Merck KGaA’s North American life science division, MilliporeSigma, has made U.S. legal history thanks to its swift and voluntary efforts to expose a multimillion-dollar scheme to divert biochemical products to China.

The U.S. Department of Justice (DOJ) on Wednesday announced that Florida residents Pen Yu, 51, and Gregory Muñoz, 45, each pleaded guilty to one count of wire fraud conspiracy for their roles in a scheme to “fraudulently procure deeply discounted products” from Sigma-Aldrich and ship them to China using faked export documents.

MilliporeSigma, the U.S. and Canada life sciences business of Merck KGaA, operates through myriad legal entities, including Sigma-Aldrich, EMD Millipore Corporation and Cerilliant Corporation, the subsidiary notes on its website.

MilliporeSigma has since fired Muñoz, a company spokesperson confirmed over email. Muñoz had served as a salesperson for the company, according to the DOJ.

“DOJ’s favorable resolution of this matter with MilliporeSigma reflects our company values and steadfast commitment to a strong culture of compliance that protects our customers, employees, and business,” MilliporeSigma's spokesperson said.

The DOJ’s National Security Division decided not to prosecute MilliporeSigma given that the company voluntarily disclosed the scheme in a timely manner and has fully cooperated with the government’s investigation, according to a Justice Department release. The MilliporeSigma imbroglio marks the first time that the National Security Division has declined to prosecute a company under its enforcement policy.

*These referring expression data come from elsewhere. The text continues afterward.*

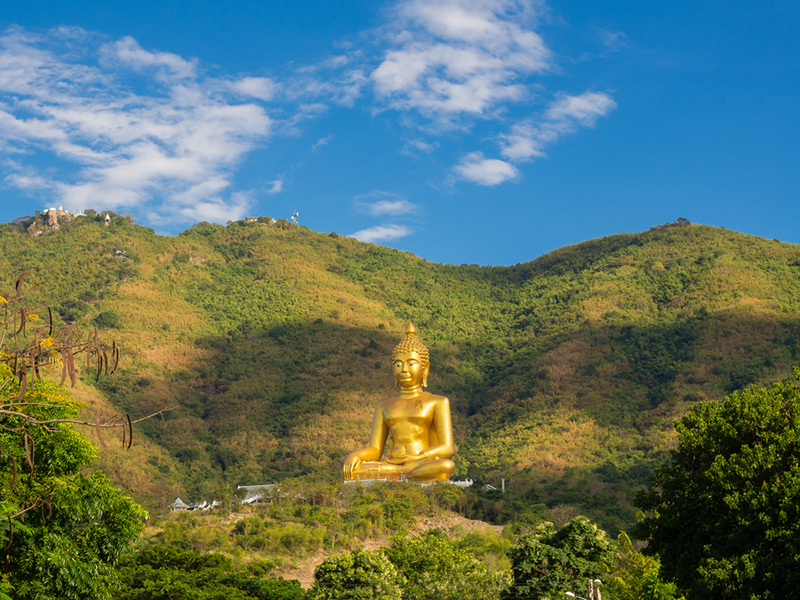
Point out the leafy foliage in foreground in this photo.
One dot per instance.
(724, 513)
(170, 573)
(65, 530)
(564, 373)
(548, 562)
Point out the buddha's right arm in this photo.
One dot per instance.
(354, 460)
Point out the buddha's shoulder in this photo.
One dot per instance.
(434, 398)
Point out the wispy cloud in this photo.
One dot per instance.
(613, 40)
(171, 152)
(379, 203)
(322, 142)
(382, 233)
(565, 115)
(126, 127)
(486, 171)
(451, 59)
(276, 186)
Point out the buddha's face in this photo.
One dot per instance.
(409, 370)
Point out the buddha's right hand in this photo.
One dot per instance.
(351, 465)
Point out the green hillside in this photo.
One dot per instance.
(273, 341)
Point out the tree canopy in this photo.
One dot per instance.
(548, 562)
(724, 513)
(63, 530)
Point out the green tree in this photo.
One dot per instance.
(361, 575)
(635, 576)
(435, 568)
(63, 530)
(170, 573)
(546, 563)
(724, 513)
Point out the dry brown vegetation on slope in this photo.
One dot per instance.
(565, 373)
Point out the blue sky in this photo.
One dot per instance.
(464, 131)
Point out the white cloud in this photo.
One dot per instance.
(128, 51)
(457, 58)
(171, 151)
(275, 187)
(321, 142)
(382, 233)
(262, 88)
(565, 115)
(478, 169)
(379, 203)
(613, 40)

According to court documents cited by the Justice Department, Yu’s scheme kicked off at least as early as July 2016 and continued through at least May 2023. During that stretch, Yu ordered biochemical products from MilliporeSigma with help from Muñoz by falsely suggesting that Yu was connected with a biology research lab at a “large Florida university," the DOJ said.

This act of deceit helped Yu obtain more than $4.9 million in discounts and other benefits from MilliporeSigma, according to the Justice Department. In return, Yu gave Muñoz “thousands of dollars in gift cards” for his part in the deal, the U.S. agency contends.

Once those illicitly obtained products arrived at the university stockroom, a stockroom "co-conspirator" diverted the goods to Yu, who repackaged and shipped them to China, according to court filings. The Justice Department claims Yu made false statements about the value and contents of the shipments in export documents in order to avoid further scrutiny.

All told, Yu attempted to export nearly $14 million worth of cocaine, fentanyl and other substances to Chinese labs, according to Bloomberg Law.

The scheme continued until MilliporeSigma compliance workers tagged certain orders as suspicious, which convinced the company to enlist outside counsel. MilliporeSigma’s legal representatives then disclosed the misconduct to the Justice Department’s National Security Division just one week later, according to DOJ’s release.

“When a business uncovers criminal wrongdoing within its ranks, the company is far better off reporting the violation than waiting for the Justice Department to discover it,” Lisa Monaco, the U.S. deputy attorney general, said in a statement. “That’s exactly what MilliporeSigma did in the first-ever corporate declination under our National Security Division’s voluntary self-disclosure program.”